John Carroll, a former federal magistrate judge and dean of Cumberland Law School at Samford University, agreed. Each federal court circuit has a chief judge and a council composed of judges that consider disciplinary actions against federal judges, but judges continue receiving their pay as long as they retain their title, said Carroll.

District judges like Fuller are paid $199,100 annually, according to the Administrative Office of U.S. Courts in Washington. They are appointed for life.

A woman who answered the telephone at Fuller's office on Friday declined comment.

Atlanta police arrested Fuller, 55, early Sunday and charged him with misdemeanor battery after his wife called 911 from a hotel and said he was beating her. Mark Fuller told police that his wife became violent as she confronted him with allegations of cheating.
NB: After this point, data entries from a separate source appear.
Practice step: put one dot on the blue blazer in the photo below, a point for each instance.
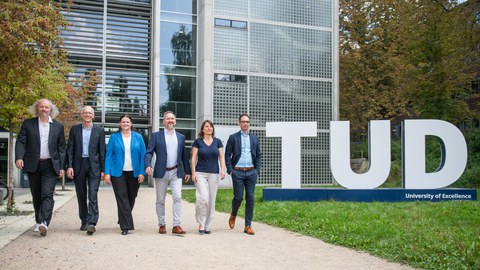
(115, 157)
(233, 151)
(158, 146)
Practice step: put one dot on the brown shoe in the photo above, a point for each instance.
(248, 230)
(231, 221)
(178, 230)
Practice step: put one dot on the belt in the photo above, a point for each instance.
(245, 169)
(171, 168)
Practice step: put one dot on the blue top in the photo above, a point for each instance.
(207, 157)
(245, 160)
(115, 157)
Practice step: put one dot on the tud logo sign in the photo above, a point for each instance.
(417, 183)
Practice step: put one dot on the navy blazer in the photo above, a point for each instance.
(96, 149)
(27, 146)
(115, 158)
(158, 146)
(233, 151)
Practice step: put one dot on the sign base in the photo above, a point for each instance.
(369, 195)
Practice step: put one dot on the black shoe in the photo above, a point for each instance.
(91, 229)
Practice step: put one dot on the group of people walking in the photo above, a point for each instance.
(42, 153)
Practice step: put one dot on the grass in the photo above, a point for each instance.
(430, 235)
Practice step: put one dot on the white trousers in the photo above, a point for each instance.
(161, 185)
(206, 193)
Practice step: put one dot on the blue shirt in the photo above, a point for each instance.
(86, 132)
(245, 160)
(207, 155)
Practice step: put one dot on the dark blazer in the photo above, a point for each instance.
(96, 149)
(27, 146)
(158, 146)
(233, 151)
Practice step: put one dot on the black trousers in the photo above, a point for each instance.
(126, 190)
(244, 181)
(87, 183)
(42, 186)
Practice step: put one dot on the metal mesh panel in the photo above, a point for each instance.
(271, 172)
(316, 160)
(281, 99)
(229, 101)
(230, 48)
(306, 12)
(290, 51)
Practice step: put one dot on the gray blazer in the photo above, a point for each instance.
(158, 146)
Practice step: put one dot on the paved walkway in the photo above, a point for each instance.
(66, 247)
Fuller was released from jail and posted a $5,000 bond. He must appear in court next Friday.

The 11th U.S. Circuit Court of Appeals issued a brief statement on Wednesday saying Fuller was being relieved of his caseload and wouldn't receive any new cases, but court officials haven't responded to questions about Fuller's status.

Carparelli said the silence is part of the process.

"Generally speaking, when there is an allegation against a judge they are confidential until a decision has been made," he said.

The federal judicial code of conduct says a judge "should maintain and enforce high standards of conduct and should personally observe those standards, so that the integrity and independence of the judiciary may be preserved."

The code doesn't spell out disciplinary actions in cases where a judge is arrested on misdemeanor charges.

Following an investigation and review by the circuit judicial council, he said, a judge found to have violated judicial conduct rules could be reprimanded or censured or asked to retire. Ultimately, a circuit could recommend the impeachment of a judge who refuses to quit.

Impeachment is generally reserved for judges who make false statements, take bribes or do other things to corrupt the judiciary, not those involved in domestic altercations, Carparelli said.

"Typically this type of thing would not go there," he said.